At the deli, Damon calls comedian Don Vito and confirms his performance for an upcoming event. Damon spends four or five hours a day online rigging deals.
Otherwise, he’s on the phone or on his way to a lesson—just trying to make a living. “This is every day of my life,” he says. “It should be a reality show.”
Back at Soprano’s, Damon sees a youth soccer game on TV. He shakes his head. What if all of those kids were boxing instead? “I just love looking into the eyes of a kid in the gym,” Damon says. “When I motivate him, it gives me the best feeling in the world.”
Maybe it’s a dream, but he becomes his father, who right now is paying the tab and delivering one last one-liner: “Eat hearty, think of Marty.”
He’s full of them, all tailored to an audience.

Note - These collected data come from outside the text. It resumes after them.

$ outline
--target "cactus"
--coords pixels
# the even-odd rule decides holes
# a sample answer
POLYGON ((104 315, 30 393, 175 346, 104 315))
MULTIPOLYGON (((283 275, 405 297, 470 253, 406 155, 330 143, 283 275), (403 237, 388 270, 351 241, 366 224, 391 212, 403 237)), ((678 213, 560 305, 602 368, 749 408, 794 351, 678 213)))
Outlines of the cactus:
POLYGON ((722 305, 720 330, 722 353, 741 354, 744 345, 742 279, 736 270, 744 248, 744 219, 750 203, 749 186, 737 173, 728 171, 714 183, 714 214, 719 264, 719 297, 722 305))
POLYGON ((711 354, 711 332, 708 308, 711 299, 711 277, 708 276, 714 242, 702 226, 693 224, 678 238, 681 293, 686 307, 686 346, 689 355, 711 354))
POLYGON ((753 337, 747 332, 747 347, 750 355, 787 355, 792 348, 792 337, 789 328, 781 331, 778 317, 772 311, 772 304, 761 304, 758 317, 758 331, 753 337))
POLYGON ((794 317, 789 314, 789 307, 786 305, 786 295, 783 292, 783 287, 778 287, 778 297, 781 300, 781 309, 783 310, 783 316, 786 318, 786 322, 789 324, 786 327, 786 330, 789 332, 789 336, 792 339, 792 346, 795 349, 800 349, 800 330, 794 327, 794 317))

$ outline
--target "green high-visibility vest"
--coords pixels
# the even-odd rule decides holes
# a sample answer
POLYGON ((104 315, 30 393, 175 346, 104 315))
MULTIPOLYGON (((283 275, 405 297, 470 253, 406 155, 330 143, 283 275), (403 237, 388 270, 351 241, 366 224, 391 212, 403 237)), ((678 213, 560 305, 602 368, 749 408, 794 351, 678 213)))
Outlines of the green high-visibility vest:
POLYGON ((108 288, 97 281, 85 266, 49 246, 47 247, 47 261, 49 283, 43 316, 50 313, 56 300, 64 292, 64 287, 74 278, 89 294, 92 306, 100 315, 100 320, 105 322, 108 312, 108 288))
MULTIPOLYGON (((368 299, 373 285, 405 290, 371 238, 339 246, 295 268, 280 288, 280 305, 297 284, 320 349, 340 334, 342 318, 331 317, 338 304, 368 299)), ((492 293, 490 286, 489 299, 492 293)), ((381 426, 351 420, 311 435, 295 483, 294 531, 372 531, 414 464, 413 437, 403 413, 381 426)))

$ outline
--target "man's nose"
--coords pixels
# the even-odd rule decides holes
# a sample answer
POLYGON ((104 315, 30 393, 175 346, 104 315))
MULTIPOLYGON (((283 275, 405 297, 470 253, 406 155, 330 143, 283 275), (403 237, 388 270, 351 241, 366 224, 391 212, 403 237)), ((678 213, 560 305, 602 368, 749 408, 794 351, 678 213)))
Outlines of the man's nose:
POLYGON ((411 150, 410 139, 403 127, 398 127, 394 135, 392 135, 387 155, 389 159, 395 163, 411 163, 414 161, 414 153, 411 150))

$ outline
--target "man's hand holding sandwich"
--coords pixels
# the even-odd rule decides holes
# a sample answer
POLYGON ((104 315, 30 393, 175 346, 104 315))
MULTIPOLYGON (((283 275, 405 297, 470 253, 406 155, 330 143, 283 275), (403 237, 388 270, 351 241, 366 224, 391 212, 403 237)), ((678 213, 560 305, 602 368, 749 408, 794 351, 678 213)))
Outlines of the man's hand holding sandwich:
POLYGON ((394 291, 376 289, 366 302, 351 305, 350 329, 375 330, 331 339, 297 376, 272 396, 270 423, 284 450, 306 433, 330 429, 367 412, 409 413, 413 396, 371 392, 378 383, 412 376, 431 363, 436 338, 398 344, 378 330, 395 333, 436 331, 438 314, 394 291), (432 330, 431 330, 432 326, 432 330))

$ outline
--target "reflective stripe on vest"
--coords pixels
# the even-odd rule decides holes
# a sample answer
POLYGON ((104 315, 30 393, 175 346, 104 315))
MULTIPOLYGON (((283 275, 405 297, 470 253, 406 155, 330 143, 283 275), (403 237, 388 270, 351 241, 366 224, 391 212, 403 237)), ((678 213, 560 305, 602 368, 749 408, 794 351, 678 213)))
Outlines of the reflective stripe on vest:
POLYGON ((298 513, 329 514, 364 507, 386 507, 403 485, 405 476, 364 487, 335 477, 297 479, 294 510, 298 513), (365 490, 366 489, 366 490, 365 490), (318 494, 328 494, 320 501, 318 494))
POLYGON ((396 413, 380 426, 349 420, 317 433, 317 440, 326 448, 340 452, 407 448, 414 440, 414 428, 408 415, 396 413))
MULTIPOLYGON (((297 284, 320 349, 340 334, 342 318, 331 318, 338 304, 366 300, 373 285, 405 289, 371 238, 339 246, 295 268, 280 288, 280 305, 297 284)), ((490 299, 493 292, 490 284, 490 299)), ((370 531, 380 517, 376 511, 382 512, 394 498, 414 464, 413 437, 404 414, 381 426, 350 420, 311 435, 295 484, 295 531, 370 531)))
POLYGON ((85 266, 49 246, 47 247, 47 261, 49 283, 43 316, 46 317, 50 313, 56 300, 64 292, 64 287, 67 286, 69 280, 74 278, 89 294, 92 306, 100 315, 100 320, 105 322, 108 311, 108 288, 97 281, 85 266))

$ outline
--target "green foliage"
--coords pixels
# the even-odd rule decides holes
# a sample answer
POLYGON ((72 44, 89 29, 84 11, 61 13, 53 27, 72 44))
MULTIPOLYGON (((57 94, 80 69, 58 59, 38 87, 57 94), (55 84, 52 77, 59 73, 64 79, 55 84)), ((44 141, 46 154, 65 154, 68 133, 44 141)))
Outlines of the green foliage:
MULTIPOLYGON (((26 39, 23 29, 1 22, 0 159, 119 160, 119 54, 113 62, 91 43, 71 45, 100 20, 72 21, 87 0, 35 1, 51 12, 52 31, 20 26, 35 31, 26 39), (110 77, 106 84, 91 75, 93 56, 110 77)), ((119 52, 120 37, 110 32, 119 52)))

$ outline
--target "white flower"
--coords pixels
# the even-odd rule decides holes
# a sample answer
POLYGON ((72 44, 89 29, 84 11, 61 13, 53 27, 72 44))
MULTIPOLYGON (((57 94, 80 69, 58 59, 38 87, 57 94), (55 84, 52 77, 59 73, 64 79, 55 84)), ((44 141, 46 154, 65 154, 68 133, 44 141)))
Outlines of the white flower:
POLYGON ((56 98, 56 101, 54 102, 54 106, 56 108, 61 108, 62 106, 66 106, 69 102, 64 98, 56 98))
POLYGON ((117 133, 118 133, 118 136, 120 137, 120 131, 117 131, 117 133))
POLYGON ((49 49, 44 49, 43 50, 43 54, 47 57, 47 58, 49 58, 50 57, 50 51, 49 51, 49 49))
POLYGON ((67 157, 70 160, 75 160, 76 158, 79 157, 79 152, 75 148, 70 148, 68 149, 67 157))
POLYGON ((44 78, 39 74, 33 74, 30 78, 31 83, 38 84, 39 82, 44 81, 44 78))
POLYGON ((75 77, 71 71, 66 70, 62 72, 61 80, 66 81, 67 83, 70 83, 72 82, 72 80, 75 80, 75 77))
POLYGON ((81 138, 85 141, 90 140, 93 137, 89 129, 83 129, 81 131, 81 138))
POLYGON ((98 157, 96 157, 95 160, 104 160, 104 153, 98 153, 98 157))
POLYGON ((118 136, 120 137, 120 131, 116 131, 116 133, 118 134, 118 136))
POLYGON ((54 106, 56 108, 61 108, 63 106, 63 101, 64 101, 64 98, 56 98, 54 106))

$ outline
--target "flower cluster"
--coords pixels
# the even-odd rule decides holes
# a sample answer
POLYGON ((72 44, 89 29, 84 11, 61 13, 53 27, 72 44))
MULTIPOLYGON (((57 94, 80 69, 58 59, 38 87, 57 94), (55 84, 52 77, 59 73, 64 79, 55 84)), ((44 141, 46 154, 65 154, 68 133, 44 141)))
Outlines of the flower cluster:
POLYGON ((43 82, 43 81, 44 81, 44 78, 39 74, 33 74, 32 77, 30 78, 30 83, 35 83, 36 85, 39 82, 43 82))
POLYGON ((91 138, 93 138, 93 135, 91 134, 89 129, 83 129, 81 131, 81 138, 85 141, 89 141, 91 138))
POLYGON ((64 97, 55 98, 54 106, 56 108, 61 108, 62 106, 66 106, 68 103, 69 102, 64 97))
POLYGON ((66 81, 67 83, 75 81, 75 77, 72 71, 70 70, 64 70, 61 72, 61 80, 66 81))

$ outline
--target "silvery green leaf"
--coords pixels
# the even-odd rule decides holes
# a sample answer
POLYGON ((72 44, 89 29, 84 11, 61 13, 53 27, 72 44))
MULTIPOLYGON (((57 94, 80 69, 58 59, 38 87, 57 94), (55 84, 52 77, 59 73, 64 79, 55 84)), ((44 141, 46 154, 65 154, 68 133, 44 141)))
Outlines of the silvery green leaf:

But there’s nothing he can say to satisfy his son, who’s sparring again. It’s old school vs. new school, even when it comes to geography. “I’m Broomall,” Marty says. “He’s Wayne. He’s the upper-class.”
“Call Russell Peltz and ask him about Hopkins-Johnson,” Damon suggests. “If you call him, he’s going to think you’re a moron. You want to call? We’ll do it right now. Give me the phone.”
As Damon calls out the number, Marty dials, talking all the way: “You never saw real fighters fight. You don’t know. Sheer stupidity.”
The Hall of Fame promoter answers. Marty’s voice is introduction enough. “Hey, I’ve got an important question: Who would have won between Bernard Hopkins and Harold Johnson?”
“It’s an ignorant question,” Peltz says.
“I know, but I have people here, and they want to know.”
“Bernard Hopkins couldn’t buy a ticket to see Harold Johnson fight.”
“I know,” Marty answers. “This one guy’s a moron. He don’t know. Here, you talk to him.”
Marty passes the phone to Damon.
“OK, one more: How about Bennie Briscoe vs. Hopkins?”
“Come on, Damon. Are you really serious?” Peltz asks.
“You’re the only two old-school guys left that I can talk to,” Damon says.
“What I’m saying is that the fighters today suck,” Marty reiterates.
“That’s why we’re trying to bring old-school fights back,” Damon says.
Only time will tell if the Feldmans can make it happen. And make it work.